(March 27, 2018 at 12:15 pm)MysticKnight Wrote: For starters, you have to show how the material thing get's something called "value". It's convenient if the value giver is me and I assume I have value because it makes me feel good and I want to feel good because I value myself. And it's convenient if evolution is true and we evolved developing a sense of value, and the greater a person believed in his own value, the better their survival chances and leaving their genes behind.
All that doesn't mean there is an actual justified belief. A justified belief is something base on truth that it sees. Are we that truth? If we are, how do we get our value from material brain and components from a point that it had no value? (like before there was life). It seems rather chaotic and arbitrary.
You have to justify the very thing as value. Sure it's convenient if evolution favors us valuing ourselves, that we would value ourselves, and the higher we value ourselves, the better we do, but is any of that based on anything but a feeling created by chemicals?
If a person doesn't believe they have much value, does it make it true? If a person believes he is more valuable than almost everyone on the earth, does it make true?

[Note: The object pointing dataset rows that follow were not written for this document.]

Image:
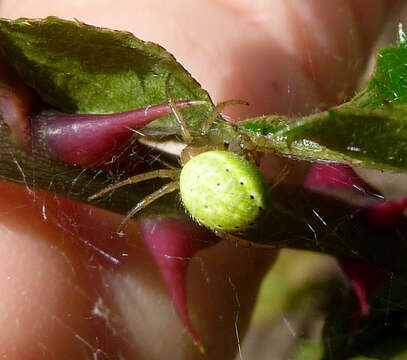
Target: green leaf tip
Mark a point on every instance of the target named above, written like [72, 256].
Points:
[401, 36]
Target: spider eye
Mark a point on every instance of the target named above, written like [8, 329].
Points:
[222, 190]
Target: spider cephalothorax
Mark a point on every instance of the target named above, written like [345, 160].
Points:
[220, 189]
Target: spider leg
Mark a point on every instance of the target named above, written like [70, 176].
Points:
[177, 114]
[166, 189]
[162, 173]
[216, 111]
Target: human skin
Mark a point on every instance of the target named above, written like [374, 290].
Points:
[61, 298]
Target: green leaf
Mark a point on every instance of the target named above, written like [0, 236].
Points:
[370, 130]
[79, 68]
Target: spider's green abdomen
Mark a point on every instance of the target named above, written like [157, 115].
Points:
[223, 191]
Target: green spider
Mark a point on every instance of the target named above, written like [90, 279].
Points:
[220, 189]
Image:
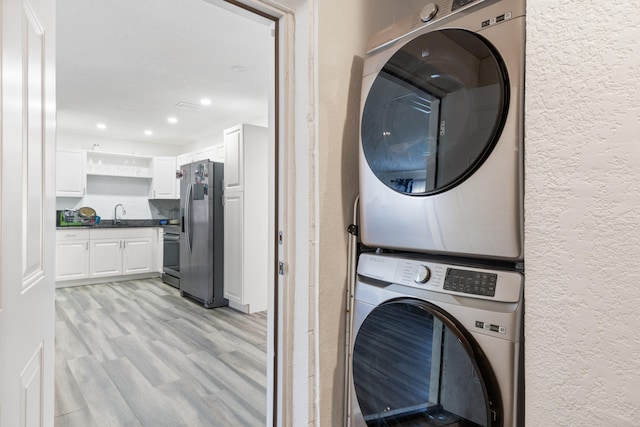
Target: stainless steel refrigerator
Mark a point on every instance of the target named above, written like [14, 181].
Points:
[202, 233]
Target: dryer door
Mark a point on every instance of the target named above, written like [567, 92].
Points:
[415, 365]
[434, 112]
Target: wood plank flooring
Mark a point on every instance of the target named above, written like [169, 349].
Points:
[137, 354]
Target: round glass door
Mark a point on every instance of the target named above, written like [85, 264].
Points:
[413, 366]
[434, 112]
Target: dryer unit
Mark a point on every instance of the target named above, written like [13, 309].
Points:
[435, 345]
[441, 153]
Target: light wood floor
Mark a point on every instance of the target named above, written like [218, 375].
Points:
[137, 354]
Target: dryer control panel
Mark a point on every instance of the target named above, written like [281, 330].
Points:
[495, 285]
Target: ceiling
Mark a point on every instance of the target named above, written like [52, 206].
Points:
[128, 64]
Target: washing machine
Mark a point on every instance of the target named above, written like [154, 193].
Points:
[435, 344]
[441, 141]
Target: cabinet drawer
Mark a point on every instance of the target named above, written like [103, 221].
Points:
[122, 233]
[72, 234]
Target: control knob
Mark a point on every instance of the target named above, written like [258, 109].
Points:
[421, 274]
[428, 12]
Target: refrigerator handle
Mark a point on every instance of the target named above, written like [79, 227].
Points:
[187, 220]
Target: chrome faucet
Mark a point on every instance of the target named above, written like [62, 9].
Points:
[115, 213]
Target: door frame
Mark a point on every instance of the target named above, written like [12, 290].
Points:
[281, 212]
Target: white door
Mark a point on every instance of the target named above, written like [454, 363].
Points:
[164, 178]
[27, 206]
[72, 260]
[137, 256]
[105, 258]
[71, 180]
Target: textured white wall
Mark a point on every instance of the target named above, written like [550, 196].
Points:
[582, 232]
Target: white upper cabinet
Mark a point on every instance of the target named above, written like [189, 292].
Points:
[246, 225]
[116, 164]
[164, 178]
[234, 159]
[71, 180]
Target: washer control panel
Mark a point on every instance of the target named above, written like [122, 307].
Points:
[471, 282]
[496, 285]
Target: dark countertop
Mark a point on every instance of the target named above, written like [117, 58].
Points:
[124, 223]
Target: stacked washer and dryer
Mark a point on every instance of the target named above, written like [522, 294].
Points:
[437, 319]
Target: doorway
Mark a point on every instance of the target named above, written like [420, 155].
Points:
[271, 122]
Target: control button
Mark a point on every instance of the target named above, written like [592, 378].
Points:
[428, 12]
[421, 274]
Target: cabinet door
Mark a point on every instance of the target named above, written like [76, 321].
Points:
[233, 237]
[137, 256]
[72, 260]
[233, 159]
[105, 258]
[70, 174]
[164, 178]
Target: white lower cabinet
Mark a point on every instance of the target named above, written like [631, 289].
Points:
[109, 253]
[72, 254]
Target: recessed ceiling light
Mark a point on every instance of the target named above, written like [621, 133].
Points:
[189, 106]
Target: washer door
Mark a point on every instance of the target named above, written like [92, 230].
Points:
[413, 365]
[434, 112]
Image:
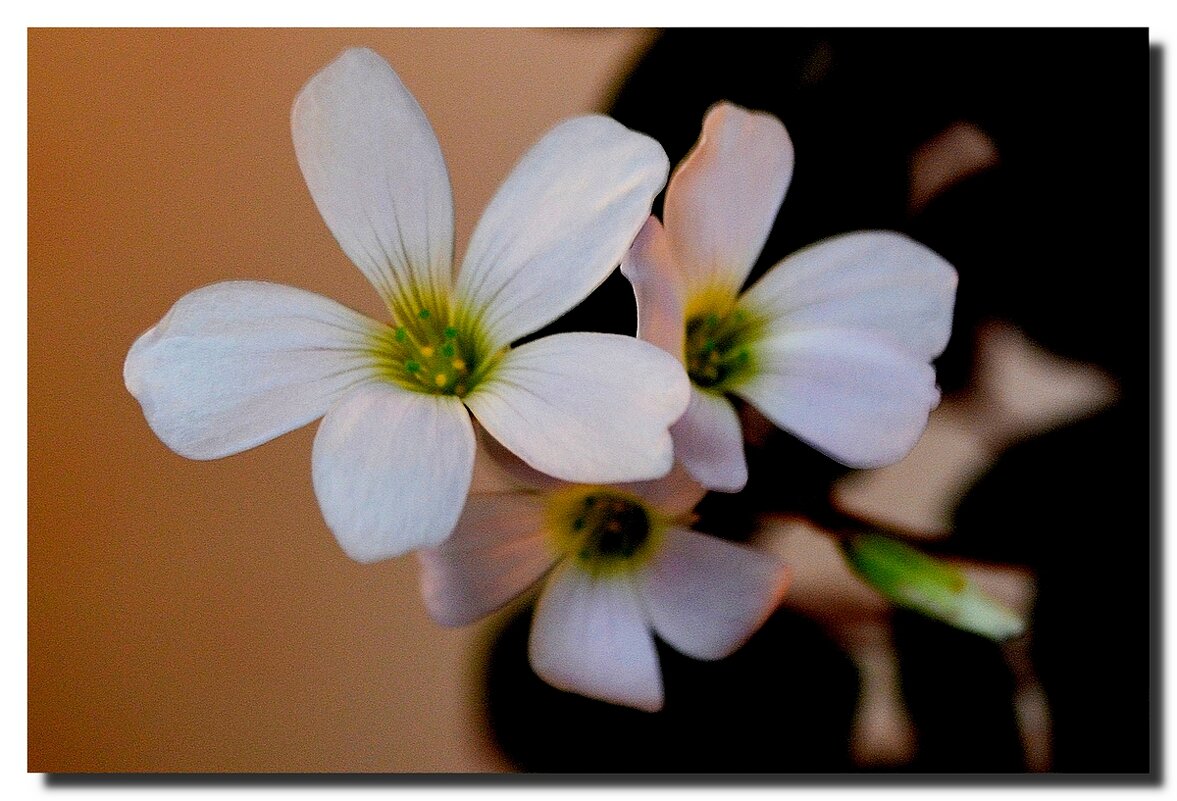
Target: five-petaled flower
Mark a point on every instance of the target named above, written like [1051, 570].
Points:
[833, 344]
[616, 560]
[237, 364]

What is worse is if evolution framework is true, how we justified ourselves from the Atheistic framework, would not be through evolution theory and science and psychology, but actually stories and myths.
Some of them true some of them, some of them totally made up, some of them with elements of truth.
Yet we would evolved our magic concept of self worth with magical stories and myths of how we such value and why we are better than animals, and so on and so forth, and our higher calling, and etc..
Let's just start with some preliminaries, then. We'll ignore evolution in this conversation.
If it turned out that every human body was inhabited by an immaterial soul, would that mean that it deserves moral regard (just based on that)? Why or why not?